In the early 2000s, financial innovations took the form of new products that ostensibly made it easier for consumers to get credit and for investors to generate higher returns and better manage risk. The hubristic notions that financial engineering could itself create value, and that the private sector could adequately manage risks on its own, culminated in a spectacular collapse.
The latest wave of innovation is underpinned by new technologies that are encapsulated by the term “fintech”. Fintech is putting banking and other services literally in the hands of consumers. We can now make payments, do basic banking and even trade stocks with apps on our mobile phones.
The fintech revolution has the potential to democratise finance. Digital banks, robo-advisers and online platforms that directly connect savers and borrowers are transforming financial intermediation. They have made saving and credit products easily available even to low-income households as well as those in rural and remote areas, while encouraging entrepreneurial activity.
Digital payments that are cheap, quick and efficient are proving a boon for consumers and businesses. Disruptive change is coming to international payments, which have long been expensive and time-consuming. For economic migrants sending remittances to their home countries and many low-income countries that rely heavily on such flows, this is a blessing. Better payment systems will benefit domestic and international commerce.
Technology is not an unqualified blessing, however. Computer algorithms that dispassionately render verdicts on creditworthiness and loan qualifications in principle reduce overt racial and other forms of bias. But algorithms built by humans and benchmarked against historical data can end up reinforcing existing biases.
Digital access and financial literacy are still unevenly distributed. As the Gamestop saga showed, naive retail investors are often the last to join the party when speculative frenzies erupt, and they are left nursing losses when the frenzies end. Governments must still work to protect investors and ensure basic financial literacy, so that investors understand the products on offer and risks involved.
Moreover, even the relatively low cost of entry into digital markets does not ensure an easy path for new entrants and fair competition. Network effects that benefit incumbents can lead to even greater concentration in the digital realm. China’s government gave Alipay and WeChat Pay free rein, which they used to create innovations that expanded financial access to the masses and helped in the fight against poverty.
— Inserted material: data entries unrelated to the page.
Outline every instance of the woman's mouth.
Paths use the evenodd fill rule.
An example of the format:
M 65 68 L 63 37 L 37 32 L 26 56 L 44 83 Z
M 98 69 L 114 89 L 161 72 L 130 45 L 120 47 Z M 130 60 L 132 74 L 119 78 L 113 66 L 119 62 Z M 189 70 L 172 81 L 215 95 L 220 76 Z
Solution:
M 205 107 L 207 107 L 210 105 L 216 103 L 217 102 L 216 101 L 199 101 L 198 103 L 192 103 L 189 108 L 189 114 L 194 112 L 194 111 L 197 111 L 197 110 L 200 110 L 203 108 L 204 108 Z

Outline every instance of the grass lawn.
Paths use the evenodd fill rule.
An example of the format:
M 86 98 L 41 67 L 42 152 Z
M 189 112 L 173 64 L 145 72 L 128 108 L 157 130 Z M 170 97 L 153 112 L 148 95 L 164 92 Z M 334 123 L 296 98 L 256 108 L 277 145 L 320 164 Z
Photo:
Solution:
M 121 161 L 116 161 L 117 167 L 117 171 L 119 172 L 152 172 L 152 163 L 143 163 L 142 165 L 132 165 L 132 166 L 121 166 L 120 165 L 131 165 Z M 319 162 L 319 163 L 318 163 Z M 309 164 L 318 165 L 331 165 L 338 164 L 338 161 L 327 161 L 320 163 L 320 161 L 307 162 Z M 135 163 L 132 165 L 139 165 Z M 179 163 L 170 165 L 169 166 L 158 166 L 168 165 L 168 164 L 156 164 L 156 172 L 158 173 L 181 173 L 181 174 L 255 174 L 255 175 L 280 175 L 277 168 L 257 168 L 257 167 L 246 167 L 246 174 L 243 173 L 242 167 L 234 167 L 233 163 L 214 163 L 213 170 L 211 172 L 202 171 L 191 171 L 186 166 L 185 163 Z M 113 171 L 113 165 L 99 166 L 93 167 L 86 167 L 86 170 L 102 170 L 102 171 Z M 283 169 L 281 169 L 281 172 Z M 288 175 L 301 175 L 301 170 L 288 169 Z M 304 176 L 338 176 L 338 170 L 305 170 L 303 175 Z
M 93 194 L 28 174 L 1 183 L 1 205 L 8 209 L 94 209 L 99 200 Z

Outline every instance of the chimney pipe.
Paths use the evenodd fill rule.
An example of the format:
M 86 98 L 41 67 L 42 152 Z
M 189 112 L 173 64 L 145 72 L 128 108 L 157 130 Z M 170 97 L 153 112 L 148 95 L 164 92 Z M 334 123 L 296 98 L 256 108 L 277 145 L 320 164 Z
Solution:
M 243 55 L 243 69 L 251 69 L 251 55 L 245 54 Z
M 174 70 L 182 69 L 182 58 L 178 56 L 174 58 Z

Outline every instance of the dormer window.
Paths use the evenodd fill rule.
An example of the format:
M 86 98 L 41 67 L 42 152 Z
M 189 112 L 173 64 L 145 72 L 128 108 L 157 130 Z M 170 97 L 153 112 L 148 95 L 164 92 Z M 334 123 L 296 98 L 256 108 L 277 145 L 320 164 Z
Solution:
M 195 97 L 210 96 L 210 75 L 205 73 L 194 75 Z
But these two platforms now dominate the payments landscape, acquiring so much power that the Chinese authorities recently cracked down on them.
India’s Unified Payments Interface provides a model for how a government can foster private sector innovation and competition in financial services, without directly intruding in this sector. The Indian government created a public digital infrastructure with open access that provides easy entry for payment providers, ensuring a level playing field for established operators and new entrants.
Aadhaar, a biometric identification scheme, makes it easy for even illiterate and poor individuals to establish their identity, facilitating access to the financial system. The government has proposed regulations to give consumers control over use of their data.
Fintech regulatory “sandboxes” that allow new products and services to be tested in a controlled environment and in a limited scope can also help balance regulators’ concerns with the inherent riskiness of innovations.
Fintech can play a powerful role in democratising finance in advanced and developing economies, but its perils must not be discounted. While the private sector should be left mostly unshackled to do the heavy lifting, governments have an indispensable role in securing the benefits and managing the risks.